Currently, it's not feasible to randomize our URLs such that no information is leaked if a 3rd party sees them, so instead we use the link shim's address as the referer instead of your Timeline URL (or the URL of whatever page you were on), to protect your information. By using the link shim as the referrer address, it's easier to ensure that the information in the link shim url does not contain personally identifying information.


Enable More Accurate External Analytics

The most common way that website owners understand how people find their site is by looking at the referrer header, which tells them how a visitor arrived at their site.  However, there's a caveat to how this works - when people are on an HTTPS page and click a link to an HTTP page, the browser doesn't send a referrer header.
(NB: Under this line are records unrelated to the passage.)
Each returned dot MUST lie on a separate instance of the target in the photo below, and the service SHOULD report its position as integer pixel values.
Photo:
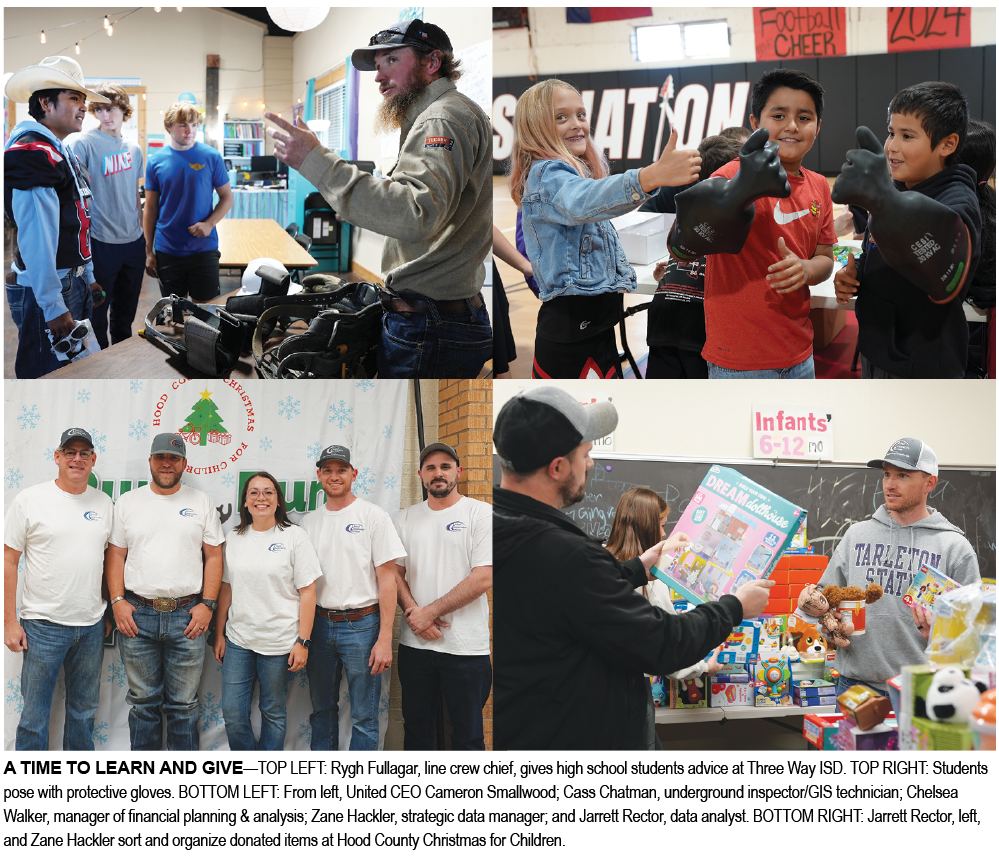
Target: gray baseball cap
(75, 433)
(168, 443)
(334, 452)
(537, 425)
(909, 453)
(438, 446)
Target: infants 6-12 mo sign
(792, 432)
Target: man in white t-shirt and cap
(164, 574)
(357, 547)
(442, 585)
(62, 528)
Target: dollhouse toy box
(738, 530)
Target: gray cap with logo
(909, 453)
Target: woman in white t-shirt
(266, 609)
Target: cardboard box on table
(739, 530)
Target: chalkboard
(836, 496)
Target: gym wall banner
(630, 109)
(233, 429)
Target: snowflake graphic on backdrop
(116, 674)
(341, 414)
(211, 711)
(14, 700)
(29, 417)
(365, 482)
(99, 440)
(288, 407)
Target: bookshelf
(242, 139)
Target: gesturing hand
(292, 144)
(788, 273)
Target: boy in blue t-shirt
(179, 221)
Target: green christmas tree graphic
(204, 425)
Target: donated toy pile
(787, 657)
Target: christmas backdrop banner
(233, 429)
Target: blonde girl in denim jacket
(566, 192)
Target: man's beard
(570, 492)
(167, 483)
(392, 111)
(440, 491)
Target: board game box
(738, 529)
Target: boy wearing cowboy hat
(46, 197)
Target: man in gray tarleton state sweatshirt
(888, 550)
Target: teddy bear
(820, 605)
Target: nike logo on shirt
(787, 217)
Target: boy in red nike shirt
(756, 302)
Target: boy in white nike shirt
(756, 302)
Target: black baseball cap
(537, 425)
(909, 453)
(438, 446)
(413, 33)
(334, 452)
(75, 433)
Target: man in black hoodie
(903, 332)
(572, 638)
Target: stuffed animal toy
(817, 607)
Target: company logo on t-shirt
(117, 162)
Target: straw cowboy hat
(53, 73)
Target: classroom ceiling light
(298, 18)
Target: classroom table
(244, 239)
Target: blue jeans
(339, 647)
(164, 670)
(118, 268)
(34, 350)
(803, 371)
(435, 345)
(241, 669)
(464, 680)
(51, 646)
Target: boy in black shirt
(902, 331)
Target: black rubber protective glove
(920, 238)
(715, 216)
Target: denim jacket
(571, 244)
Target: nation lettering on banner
(784, 32)
(928, 28)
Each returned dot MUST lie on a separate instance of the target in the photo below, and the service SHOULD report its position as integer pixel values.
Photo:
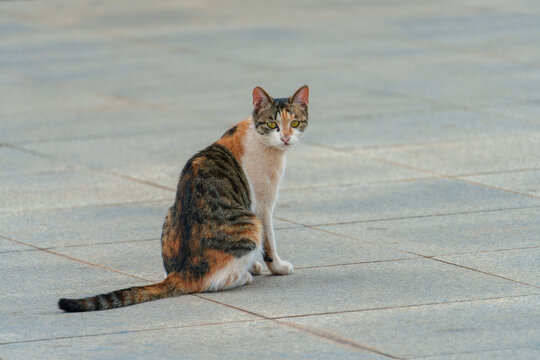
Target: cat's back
(213, 173)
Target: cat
(222, 215)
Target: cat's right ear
(260, 98)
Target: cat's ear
(260, 98)
(301, 96)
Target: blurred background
(136, 78)
(410, 210)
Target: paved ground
(411, 211)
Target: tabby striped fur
(222, 215)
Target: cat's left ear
(260, 99)
(301, 96)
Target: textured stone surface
(410, 210)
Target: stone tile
(35, 279)
(469, 157)
(265, 341)
(526, 182)
(526, 111)
(139, 258)
(87, 225)
(452, 234)
(354, 131)
(315, 167)
(305, 247)
(152, 157)
(515, 264)
(17, 162)
(461, 329)
(9, 246)
(72, 189)
(366, 286)
(517, 354)
(391, 201)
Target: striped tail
(171, 286)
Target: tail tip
(69, 305)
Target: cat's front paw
(281, 267)
(256, 268)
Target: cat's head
(281, 121)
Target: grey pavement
(411, 210)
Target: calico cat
(222, 216)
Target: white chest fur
(264, 166)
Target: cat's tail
(172, 285)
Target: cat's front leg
(270, 256)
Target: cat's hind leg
(233, 274)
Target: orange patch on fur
(235, 142)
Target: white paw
(281, 267)
(256, 268)
(247, 278)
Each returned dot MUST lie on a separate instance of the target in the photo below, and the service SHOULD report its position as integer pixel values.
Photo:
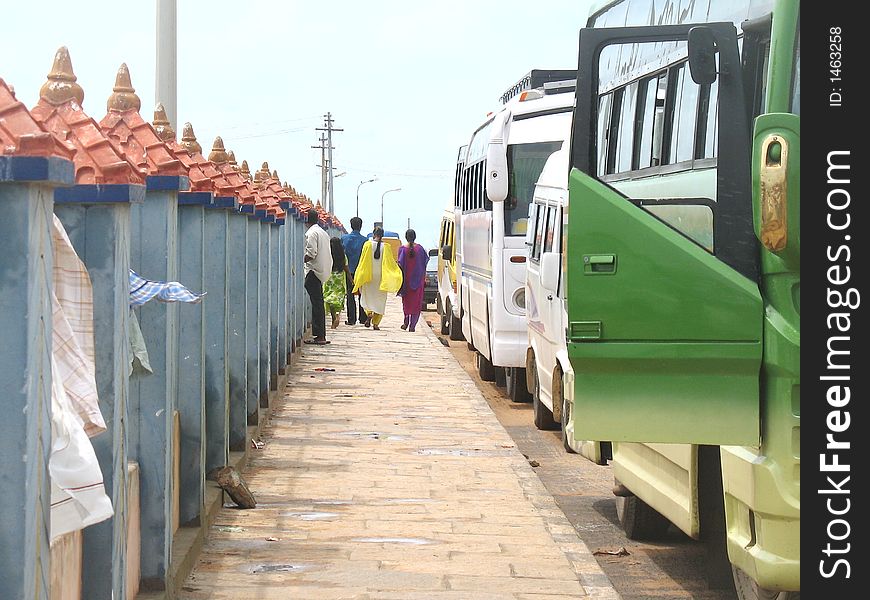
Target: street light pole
(382, 202)
(357, 192)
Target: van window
(540, 226)
(525, 163)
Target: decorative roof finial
(162, 125)
(218, 154)
(188, 139)
(61, 86)
(123, 96)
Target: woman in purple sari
(412, 260)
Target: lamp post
(382, 202)
(357, 192)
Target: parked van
(447, 300)
(548, 370)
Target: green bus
(682, 246)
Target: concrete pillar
(191, 356)
(252, 312)
(237, 266)
(97, 220)
(264, 314)
(274, 303)
(26, 188)
(154, 255)
(216, 273)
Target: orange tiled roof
(21, 134)
(125, 126)
(97, 159)
(222, 187)
(221, 160)
(199, 181)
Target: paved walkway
(391, 479)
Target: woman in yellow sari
(376, 276)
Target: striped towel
(142, 290)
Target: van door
(664, 336)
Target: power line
(328, 120)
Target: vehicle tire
(747, 589)
(543, 416)
(500, 376)
(639, 520)
(559, 396)
(484, 368)
(515, 381)
(455, 327)
(445, 318)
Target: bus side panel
(665, 338)
(665, 477)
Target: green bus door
(664, 335)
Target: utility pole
(328, 128)
(166, 84)
(324, 167)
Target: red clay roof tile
(21, 134)
(125, 126)
(97, 159)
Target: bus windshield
(525, 163)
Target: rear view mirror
(496, 159)
(702, 55)
(550, 271)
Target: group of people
(338, 271)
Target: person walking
(353, 243)
(318, 264)
(377, 274)
(412, 260)
(335, 288)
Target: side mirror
(550, 271)
(702, 55)
(496, 159)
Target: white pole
(167, 51)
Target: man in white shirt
(318, 266)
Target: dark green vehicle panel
(665, 343)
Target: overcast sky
(407, 81)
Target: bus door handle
(599, 264)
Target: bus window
(708, 109)
(685, 119)
(796, 83)
(658, 124)
(525, 163)
(540, 224)
(613, 130)
(603, 126)
(550, 233)
(625, 137)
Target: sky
(408, 82)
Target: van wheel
(559, 396)
(484, 368)
(455, 327)
(543, 416)
(639, 520)
(747, 589)
(515, 380)
(445, 318)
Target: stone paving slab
(391, 478)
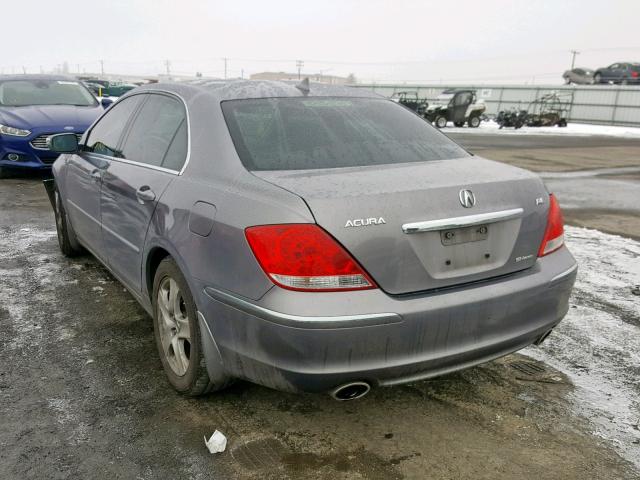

With an ever increasing number of our users using Facebook over HTTPS, this becomes a problem.  A significant percent of clicks on Facebook will be incorrectly recorded by the destination site as being of unknown origin, when in fact they came from Facebook.  However, we can fix this with the link shim if we always serve it over HTTP.  Similar to above, by routing the click through link shim there will be anonymous Facebook referrer rather than a referrer from an unknown source.


How does it work?

So, how does the linkshim actually work?  It's an endpoint accessible at or, that takes 2 parameters: (1) The redirect URL, and (2) A user-specific hash.  Everything would work just fine without this hash, if we simply redirected to the specified URL assuming it was safe. However, by not including the user-specific hash we'd create a security hole called an "open redirector". Endpoints that redirect to arbitrary URLs can easily be exploited by malicious actors - if someone sees a url, they are likely to trust it without regards to the redirect URL itself.  


To avoid being an open redirector, we generate a hash for each link shim url that's user specific.  Then, when the person loads the interstitial link shim page, we check that the hash is valid for her.  If it is, we allow her to access the site requested - but if not, we show a warning page like this: 



Additional Privacy Protections

To avoid external parties trying to identify which pages a given person accessed on their site based on their link shim hashes, we also randomize this hash parameter - so one person has many different valid hashes at any given time, and are likely to get a unique hash for each click they make.  This way, we ensure that not only is it impossible to determine who they are, but the external site is unlikely to be able to determine if they're even the same person that clicked on another link an hour ago.


Good UX

In order to make for a simpler user experience, we don't want to write these link shim links directly into the site.  If we did, then when anyone hovered over them, their browser would show the Facebook url and not the actual destination.  In order to work around this, we install an onmousedown handler that modifies the link on the fly after the person has clicked it, so their browser hits the link shim first, but they don't see gobbledygook when they mouseover it.  In browsers that don't support javascript, we fall back to simply rewriting these URLs directly.


Hopefully you've never encountered the link shim - but if you ever do, this should give you an idea of what's going on. 


Credit goes to Chris Putnam, Jordan Moncharmont, Clément Genzmer, Wanhong Xu, and countless others for first conceiving of the idea for the link shim, and bringing its advanced capabilities to fruition over the years.